After the imperialist forces’ attacks around Kandahar, anti-occupation fighters were reported to be burying their arms and slipping back into village life or seeking temporary safe havens elsewhere. As the occupiers discovered in Marjah, overwhelming force might cause guerrilla fighters to temporarily withdraw from combat but this does not mean the area has been secured. A Taliban spokesman, Zabiullah Mujahid, explained their tactics in the context of an attack on Khogyani, where the police unit defected to the Taliban and burnt down their own station, ‘The Taliban exist in and around the district centres, and we have our own judges, courts, district governors and other officials. We do our guerrilla attacks and then leave the district centre. These are just buildings. They are not important.’ Most Taliban fight in the proximity of the villages they live in.

US threatens Pakistan

Pakistan has refused US demands to attack Taliban bases in North Waziristan, causing General Petraeus to make veiled threats of a US ground attack. By the end of September over 600 people had been killed this year by US drones in the region. The number of strikes was 50% more than for the whole of 2009. When three Pakistani soldiers were killed by a US helicopter raid on 30 September, the Pakistan government closed the border crossing into Afghanistan, prompting Pakistan’s interior minister Rehman Malik to say, ‘We will have to see whether we are allies or enemies.’ More than 75% of all non-lethal NATO supplies use this route through the Khyber Pass. As the backlog of trucks piled up, dozens were destroyed by supporters of the Afghan anti-occupation forces.

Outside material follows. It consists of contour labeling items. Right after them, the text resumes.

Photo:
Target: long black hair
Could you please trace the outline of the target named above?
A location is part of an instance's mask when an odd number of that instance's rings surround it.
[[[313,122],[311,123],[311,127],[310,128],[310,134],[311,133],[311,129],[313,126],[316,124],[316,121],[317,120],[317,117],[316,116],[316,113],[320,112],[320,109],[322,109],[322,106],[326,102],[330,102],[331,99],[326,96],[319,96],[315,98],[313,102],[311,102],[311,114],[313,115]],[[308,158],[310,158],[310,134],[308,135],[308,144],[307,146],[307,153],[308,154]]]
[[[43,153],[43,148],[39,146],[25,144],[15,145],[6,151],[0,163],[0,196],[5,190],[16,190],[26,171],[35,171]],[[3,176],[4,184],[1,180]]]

Many in the Pakistan military see the Afghan Taliban as Pashtun freedom fighters combating foreign occupation. With a negotiated settlement in sight and the possibility that the Taliban will control Pashtun areas, they believe their support could give Pakistan a strong say in the region and more influence over the US. Although the US has cemented its strategic partnership with Pakistan’s rival India over the past few years and, despite its present frustrations with Pakistan, it cannot afford to lose its grip on the country. Recently it offered Pakistan a $2 billion arms deal in addition to $7.5 billion in civil aid over five years.

Carve-up

Other regional powers are competing for a stake in Afghanistan’s future. Russia, which is training Afghan army officers, is supplying helicopters to Poland that may be available for use in Afghanistan. It is also offering to remove restrictions on the US/NATO supply route through Russia in return for a restraint agreement with NATO and their acceptance of the present position in Georgia. In the summer, Iran organised a conference on Afghanistan with India, Pakistan and Tajikistan. The US has signalled to Iran that it would put aside major differences if Iran were to help facilitate talks. President Karzai has admitted his chief-of-staff receives around $1 million once or twice a year in ‘official aid’ from Iran. Both China and India are keen to secure Afghan mineral and energy resources to fuel their expanding economies. India, worried about Pakistan’s future influence, already has a $1.3 billion development programme in Afghanistan. China is extracting copper south of Kabul and has promised to build a smelter and railway line if it can mine iron ore at Hajigak.

Meanwhile, the Afghan people continue to suffer. Less than half the registered electorate bothered to vote in September’s parliamentary elections and a quarter of those votes were declared invalid. As Darya Khan, a 40-year-old driver, told The Guardian ‘Democracy, what’s that? I’m not going to vote. The people who get elected are just in it for themselves. They are not working to benefit the country, they are not thinking about the poor.’